Sebbene i giocatori migliorino le proprie prestazioni in un gioco specifico, essi risultano tuttavia mantenere costanti i punteggi sia nei test di intelligenza che nelle valutazioni sulle loro facoltà cognitive.
La ricerca che ha scatenato il dibattito è stata pubblicata di recente su Nature, ed è, a detta dei ricercatori del Medical Research Council Cognition and Brain Sciences Unit e della Società per L’Alzheimer inglese, la più grande mai effettuata in questo ramo di studi.
Secondo i risultati, i giochi in questione non sono in grado di incentivare le facoltà intellettive del cervello, e nemmeno migliorare il quoziente intellettivo.
L’esperimento, realizzato online e sponsorizzato dalla BBC ha coinvolto un gran numero di persone, più di 11 mila, di età compresa tra i 18 ed i 60 anni.
I partecipanti sono stati suddivisi in tre gruppi, due dei quali hanno svolto diversi giochi per lo sviluppo cerebrale simili ai giochi disponibili in commercio, mentre ad un gruppo di controllo è stato assegnato come compito quello di andare online e cercare informazioni mirate su un argomento specifico, la musica.
Tali esercitazioni si sono svolte per una durata di 10 minuti al giorno per tre volte alla settimana, per un periodo di circa sei settimane.
Tutti i partecipanti sono stati sottoposti, prima e dopo l’esperimento, a test valutativi del quoziente intellettivo e delle facoltà cognitive.
I ricercatori hanno così potuto osservare come, sebbene i giocatori migliorassero le proprie prestazioni in un gioco specifico, essi risultavano tuttavia mantenere costanti i punteggi sia nei test di intelligenza che nelle valutazioni sulle loro facoltà cognitive in altre attività non legate al gioco.

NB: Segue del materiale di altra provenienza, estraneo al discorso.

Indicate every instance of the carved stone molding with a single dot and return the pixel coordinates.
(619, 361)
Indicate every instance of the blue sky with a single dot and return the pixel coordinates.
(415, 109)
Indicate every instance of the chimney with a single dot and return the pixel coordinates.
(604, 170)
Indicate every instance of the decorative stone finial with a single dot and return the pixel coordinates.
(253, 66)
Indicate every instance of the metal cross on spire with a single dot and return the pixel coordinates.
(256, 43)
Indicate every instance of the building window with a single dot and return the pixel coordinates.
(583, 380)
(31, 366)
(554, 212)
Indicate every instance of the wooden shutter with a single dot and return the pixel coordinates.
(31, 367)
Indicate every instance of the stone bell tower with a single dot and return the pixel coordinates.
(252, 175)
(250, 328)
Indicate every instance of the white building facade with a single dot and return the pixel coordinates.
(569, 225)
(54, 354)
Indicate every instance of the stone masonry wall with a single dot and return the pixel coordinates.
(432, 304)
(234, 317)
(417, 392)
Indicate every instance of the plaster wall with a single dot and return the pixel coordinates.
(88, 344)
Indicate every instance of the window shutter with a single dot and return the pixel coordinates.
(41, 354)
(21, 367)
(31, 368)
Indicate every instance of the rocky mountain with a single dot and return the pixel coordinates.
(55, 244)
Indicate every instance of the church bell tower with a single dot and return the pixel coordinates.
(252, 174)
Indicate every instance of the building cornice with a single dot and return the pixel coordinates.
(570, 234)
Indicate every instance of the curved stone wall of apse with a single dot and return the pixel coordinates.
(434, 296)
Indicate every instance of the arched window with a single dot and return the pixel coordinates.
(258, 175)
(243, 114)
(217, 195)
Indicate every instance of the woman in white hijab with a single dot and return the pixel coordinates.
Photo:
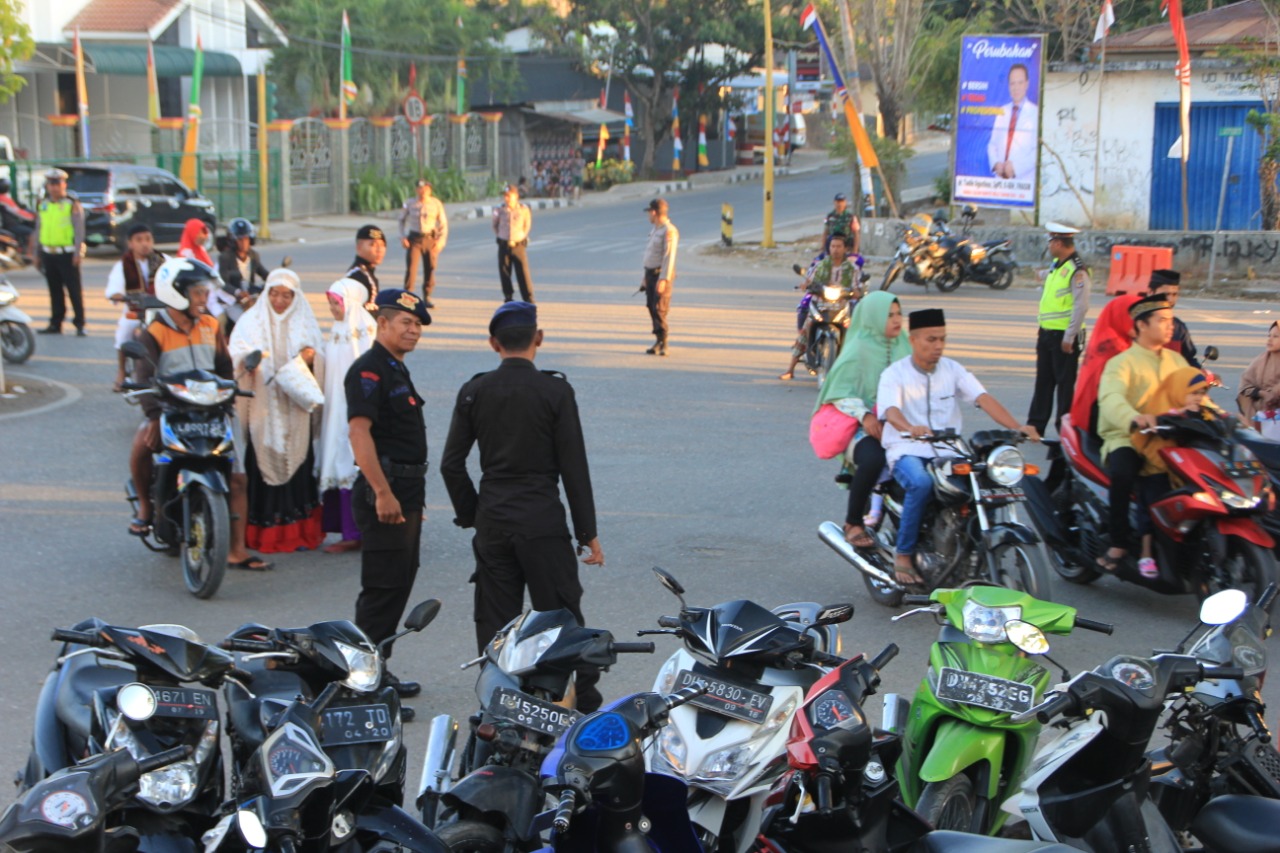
(283, 500)
(352, 334)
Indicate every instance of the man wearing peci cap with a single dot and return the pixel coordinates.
(388, 438)
(424, 231)
(511, 223)
(919, 396)
(1064, 304)
(841, 220)
(659, 270)
(1129, 381)
(58, 245)
(530, 439)
(370, 251)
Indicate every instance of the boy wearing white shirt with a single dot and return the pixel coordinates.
(919, 396)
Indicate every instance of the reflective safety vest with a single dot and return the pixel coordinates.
(1056, 301)
(56, 228)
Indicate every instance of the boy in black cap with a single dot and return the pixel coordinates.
(388, 437)
(530, 438)
(1166, 283)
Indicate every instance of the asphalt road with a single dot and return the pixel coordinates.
(700, 460)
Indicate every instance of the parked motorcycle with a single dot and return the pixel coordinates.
(961, 753)
(728, 744)
(973, 528)
(77, 808)
(1091, 787)
(361, 725)
(1219, 742)
(190, 487)
(17, 340)
(1207, 532)
(140, 690)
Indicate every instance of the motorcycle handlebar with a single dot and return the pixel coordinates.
(1091, 625)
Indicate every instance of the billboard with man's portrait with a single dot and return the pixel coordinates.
(997, 121)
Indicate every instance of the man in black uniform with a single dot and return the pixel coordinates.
(530, 438)
(388, 437)
(370, 251)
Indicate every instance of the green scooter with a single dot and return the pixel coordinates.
(961, 753)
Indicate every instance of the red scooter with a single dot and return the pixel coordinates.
(1208, 532)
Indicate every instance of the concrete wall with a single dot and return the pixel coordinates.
(1069, 119)
(1235, 252)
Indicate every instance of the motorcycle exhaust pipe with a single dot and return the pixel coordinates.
(437, 765)
(831, 533)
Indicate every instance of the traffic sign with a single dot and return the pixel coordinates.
(415, 109)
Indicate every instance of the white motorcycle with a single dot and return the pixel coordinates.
(17, 340)
(728, 746)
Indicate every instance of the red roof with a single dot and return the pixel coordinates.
(122, 16)
(1232, 24)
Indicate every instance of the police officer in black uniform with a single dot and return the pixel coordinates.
(530, 438)
(388, 437)
(370, 251)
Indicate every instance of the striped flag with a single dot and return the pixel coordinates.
(152, 86)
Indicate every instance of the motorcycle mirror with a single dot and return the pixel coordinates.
(1224, 607)
(833, 615)
(423, 615)
(251, 829)
(1027, 637)
(136, 701)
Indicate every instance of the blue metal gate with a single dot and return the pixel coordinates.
(1205, 169)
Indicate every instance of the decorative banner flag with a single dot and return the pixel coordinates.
(348, 80)
(677, 144)
(152, 86)
(190, 176)
(1105, 21)
(81, 95)
(702, 142)
(863, 142)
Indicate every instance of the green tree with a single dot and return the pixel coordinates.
(18, 45)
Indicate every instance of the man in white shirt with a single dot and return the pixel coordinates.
(1011, 147)
(920, 396)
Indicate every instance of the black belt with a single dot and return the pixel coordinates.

I risultati hanno però sollevato da parte di alcuni esperti una serie di obiezioni, tra le quali quelle del professor Murali Doraiswamy, esperto di Alzheimer e psichiatra che ha commentato come, se da un lato lo studio è utile perchè contribuisce a ridurre l’eccessivo entusiasmo ed aspettativa sulle potenzialità di questi giochi, dall’altro questi non sono del tutto inutili, perchè per alcune persone, come chi ha difficoltà di apprendimento o disturbi come l’ADHD essi in realtà possono avere una certa utilità.
Semmai, ribadisce l’esperto, lo studio imporrà ai produttori di tali giochi di certificare l’effettiva validità di questi, prima di poterli vendere come efficaci.
Un altro esperto, Alvaro Fernandez, amministratore delegato della Sharp Brains, un’azienda che si occupa di ricerche specializzate in scienze cognitive, sostiene che lo studio ha una falla nel fatto che l’attività di gioco è stata del tutto estemporanea e ridotta nel tempo, e non è stata verificata selezionando un target specifico di popolazione.
Secondo Fernandez, in alcune situazioni e come attività mirata e continuativa, i giochi per esercitare la mente possono in realtà essere davvero utili.